Adverse metabolic and cardiovascular consequences of circadian misalignment

• Published in: Proceedings of the National Academy of Sciences - PNAS Vol. 106; no. 11; pp. 4453 - 4458
• Main Authors: Scheer, Frank A.J.L, Hilton, Michael F, Mantzoros, Christos S, Shea, Steven A
• Format: Journal Article
• Language: English
• Published: United States National Academy of Sciences 17.03.2009; National Acad Sciences
• Series: From the Cover
• Subjects: Adult; adults; Biological Sciences; Blood pressure; Body temperature; Cardiovascular disease; Cardiovascular diseases; Cardiovascular Diseases - etiology; catecholamines; Chronobiology Disorders - complications; Chronobiology Disorders - metabolism; Circadian rhythm; Circadian Rhythm - physiology; Circadian rhythms; cortisol; Diabetes; Eating; Effects; Fasting; Female; females; glucose; Health risks; Heart rate; Humans; ingestion; Insulin; leptin; Male; Metabolic diseases; Metabolic Diseases - etiology; Metabolism; Norepinephrine; Obesity; Oxygen consumption; Postprandial Period; Prediabetic State - etiology; risk; Risk factors; Shift work; Sleep; Type 2 diabetes mellitus; Wakefulness; work schedules
• ISSN: 0027-8424; 1091-6490; 1091-6490
• DOI: 10.1073/pnas.0808180106

There is considerable epidemiological evidence that shift work is associated with increased risk for obesity, diabetes, and cardiovascular disease, perhaps the result of physiologic maladaptation to chronically sleeping and eating at abnormal circadian times.
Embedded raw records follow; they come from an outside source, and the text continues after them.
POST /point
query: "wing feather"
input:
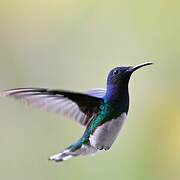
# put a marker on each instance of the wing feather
(76, 105)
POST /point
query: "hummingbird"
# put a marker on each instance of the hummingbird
(101, 111)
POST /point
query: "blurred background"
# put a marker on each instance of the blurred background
(72, 44)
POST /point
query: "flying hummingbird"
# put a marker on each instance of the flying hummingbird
(101, 111)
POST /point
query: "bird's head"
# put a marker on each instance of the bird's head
(121, 75)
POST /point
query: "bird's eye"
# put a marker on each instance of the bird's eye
(115, 72)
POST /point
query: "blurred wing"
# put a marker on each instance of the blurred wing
(76, 105)
(97, 92)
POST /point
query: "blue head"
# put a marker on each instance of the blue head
(117, 86)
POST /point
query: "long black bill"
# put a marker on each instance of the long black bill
(134, 68)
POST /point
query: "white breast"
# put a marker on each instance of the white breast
(105, 135)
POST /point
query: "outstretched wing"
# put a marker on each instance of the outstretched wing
(76, 105)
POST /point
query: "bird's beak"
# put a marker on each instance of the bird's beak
(134, 68)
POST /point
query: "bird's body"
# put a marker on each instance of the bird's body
(101, 111)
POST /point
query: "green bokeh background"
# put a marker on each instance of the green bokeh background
(72, 44)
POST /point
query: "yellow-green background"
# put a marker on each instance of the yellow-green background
(72, 44)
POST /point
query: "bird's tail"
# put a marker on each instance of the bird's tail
(76, 149)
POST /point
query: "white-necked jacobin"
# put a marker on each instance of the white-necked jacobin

To begin to understand underlying mechanisms, we determined the effects of such misalignment between behavioral cycles (fasting/feeding and sleep/wake cycles) and endogenous circadian cycles on metabolic, autonomic, and endocrine predictors of obesity, diabetes, and cardiovascular risk. Ten adults (5 female) underwent a 10-day laboratory protocol, wherein subjects ate and slept at all phases of the circadian cycle--achieved by scheduling a recurring 28-h "day." Subjects ate 4 isocaloric meals each 28-h "day." For 8 days, plasma leptin, insulin, glucose, and cortisol were measured hourly, urinary catecholamines 2 hourly (totaling [almost equal to]1,000 assays/subject), and blood pressure, heart rate, cardiac vagal modulation, oxygen consumption, respiratory exchange ratio, and polysomnographic sleep daily. Core body temperature was recorded continuously for 10 days to assess circadian phase. Circadian misalignment, when subjects ate and slept [almost equal to]12 h out of phase from their habitual times, systematically decreased leptin (-17%, P < 0.001), increased glucose (+6%, P < 0.001) despite increased insulin (+22%, P = 0.006), completely reversed the daily cortisol rhythm (P < 0.001), increased mean arterial pressure (+3%, P = 0.001), and reduced sleep efficiency (-20%, P < 0.002). Notably, circadian misalignment caused 3 of 8 subjects (with sufficient available data) to exhibit postprandial glucose responses in the range typical of a prediabetic state. These findings demonstrate the adverse cardiometabolic implications of circadian misalignment, as occurs acutely with jet lag and chronically with shift work.